2020-08-11T13:08:39.137385067Z 2020-08-11 13:08:39 [ERROR] {:msg=>"Failed to enqueue cost estimate", :run_id=>622, :cost_estimate_id=>590, :exception=>#<RestClient::InternalServerError: 500 Internal Server Error>}
The logs for ptfe_nomad
can be checked by running the following command on the Terraform Enterprise instance.
$ docker logs ptfe_nomad
For Terraform Enterprise v202205-1
through v202211-1
:
$ docker logs tfe-nomad
For Terraform Enterprise v202212-1
or later:
$ docker logs tfe-task-worker
To check the logs for ptfe_sidekiq
run the following command.
$ docker logs ptfe_sidekiq
For Terraform Enterprise v202205-1
or later:
$ docker logs tfe-sidekiq
Finally to confirm if the Nomad jobs for Sentinel and Cost Estimation checks are scheduled run the following command.

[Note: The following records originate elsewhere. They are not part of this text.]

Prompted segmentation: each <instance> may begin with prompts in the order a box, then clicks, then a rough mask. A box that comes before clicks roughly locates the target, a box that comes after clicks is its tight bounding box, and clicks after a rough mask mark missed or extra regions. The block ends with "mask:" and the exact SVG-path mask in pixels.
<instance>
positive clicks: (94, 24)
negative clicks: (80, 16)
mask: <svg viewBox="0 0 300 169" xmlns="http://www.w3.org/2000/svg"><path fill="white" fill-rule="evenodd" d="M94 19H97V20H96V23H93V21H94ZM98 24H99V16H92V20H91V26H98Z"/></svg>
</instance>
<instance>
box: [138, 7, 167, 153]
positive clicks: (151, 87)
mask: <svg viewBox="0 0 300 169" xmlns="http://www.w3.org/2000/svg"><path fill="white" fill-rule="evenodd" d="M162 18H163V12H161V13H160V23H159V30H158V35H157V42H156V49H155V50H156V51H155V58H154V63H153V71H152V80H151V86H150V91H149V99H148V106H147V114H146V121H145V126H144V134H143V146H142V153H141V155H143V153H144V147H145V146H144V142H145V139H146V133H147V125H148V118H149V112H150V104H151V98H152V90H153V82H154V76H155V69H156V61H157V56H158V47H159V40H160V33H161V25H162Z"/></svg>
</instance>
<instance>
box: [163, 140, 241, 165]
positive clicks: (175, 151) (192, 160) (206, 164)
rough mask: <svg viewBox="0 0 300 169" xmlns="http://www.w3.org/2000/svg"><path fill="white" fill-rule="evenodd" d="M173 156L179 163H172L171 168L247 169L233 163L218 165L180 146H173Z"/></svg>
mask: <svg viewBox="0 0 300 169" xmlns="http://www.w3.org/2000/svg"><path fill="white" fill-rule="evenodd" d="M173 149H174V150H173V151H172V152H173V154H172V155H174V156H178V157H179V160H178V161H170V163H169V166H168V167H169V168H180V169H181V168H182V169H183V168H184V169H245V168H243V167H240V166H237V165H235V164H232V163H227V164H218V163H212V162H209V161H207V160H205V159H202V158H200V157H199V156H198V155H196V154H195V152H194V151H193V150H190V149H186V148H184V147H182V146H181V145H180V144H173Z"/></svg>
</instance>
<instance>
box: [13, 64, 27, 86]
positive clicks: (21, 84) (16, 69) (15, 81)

$ docker exec -it ptfe_nomad nomad job status
For Terraform Enterprise v202205-1
through v202211-1
:
$ docker exec -it tfe-nomad nomad job status
The output should show three scheduled jobs: cost-estimation-worker
, plan-export-worker
, and sentinel-worker
Solution
In order to resolve this error, run the following command on the Terraform Enterprise instance.
$ docker exec -it ptfe_nomad /bin/bash -c 'for i in ${WORKERDIR}/*.job; do nomad run "${i}"; done'
For Terraform Enterprise v202205-1
through v202211-1
:
$ docker exec -it tfe-nomad /bin/bash -c 'for i in ${WORKERDIR}/*.job; do nomad run "${i}"; done'
This will manually reschedule the Nomad jobs required for Sentinel policy and Cost Estimation Checks.
To verify the Nomad jobs are scheduled, run the following command.
$ docker exec -it ptfe_nomad nomad job status
For Terraform Enterprise v202205-1
through v202211-1
:
$ docker exec -it tfe-nomad nomad job status
Additional Information
As this is a known bug with Terraform Enterprise v202008-1
, Terraform Enterprise would also need to be upgraded to a newer version to prevent this from occurring again.